Two-dimensional delta-Bose gas: skew-product relative motions
Yu-Ting Chen
TL;DR
This work develops a stochastic path integral for the two-dimensional delta-Bose gas by deriving a non-exponential Feynman–Kac-type formula for the relative motion. The radial component is realized as BES$(0,β\downarrow)$ and the full relative motion as a complex skew-product diffusion, with an angular clock driven by circular Brownian motion. Two complementary proofs are provided: an excursion-based method and a lower-dimensional, SDE-based approach using BES$(-α,β\downarrow)$ and Macdonald-function drift ratios, which together establish strong well-posedness and a precise irregular drift structure.
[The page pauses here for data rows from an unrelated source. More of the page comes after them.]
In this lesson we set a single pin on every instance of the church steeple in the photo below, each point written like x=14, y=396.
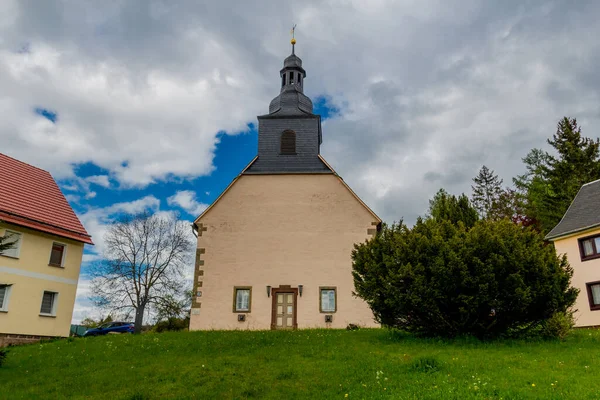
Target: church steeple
x=291, y=98
x=289, y=136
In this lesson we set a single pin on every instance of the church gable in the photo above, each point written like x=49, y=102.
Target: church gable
x=298, y=154
x=274, y=249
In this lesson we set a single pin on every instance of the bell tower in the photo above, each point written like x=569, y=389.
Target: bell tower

The results illuminate the non-Gaussian nature of the 2D delta interaction and connect to moments and critical phenomena in the two-dimensional stochastic heat equation, while also introducing a tractable lower-dimensional approximation framework that could extend to many-body settings.
Abstract
We prove a Feynman-Kac-type formula for the relative motion of the two-body delta-Bose gas in two dimensions. The multiplicative functional is not exponential, and the process is a skew-product diffusion uniquely extended in law, in the sense of Erickson [30], from ${\rm BES}(0,β{\downarrow})$ of Donati-Martin and Yor [27] as the radial part. We give two different proofs of the formula. The first uses the original excursion characterization of ${\rm BES}(0,β\downarrow)$, and the second is via the lower-dimensional Bessel processes at the expectation level. The latter proof contrasts the long-standing approach for delta-function interactions by adding mollifiers to the Laplacians since the present approximations are from "lower, fractional dimensions." Moreover, the second proof conducts a new study of ${\rm BES}(0,β\downarrow)$ as an SDE since we handle the drift via certain ratios of the Macdonald functions. The properties proven include the strong well-posedness and comparison of the SDE of ${\rm BES}(0,β\downarrow)$ for all initial conditions. In particular, this well-posedness contrasts the fact that the skew-product diffusion for the Feynman-Kac-type formula has a singular drift of $L^p_{\rm\tiny loc}$-integrability only for $ p\leq 2$.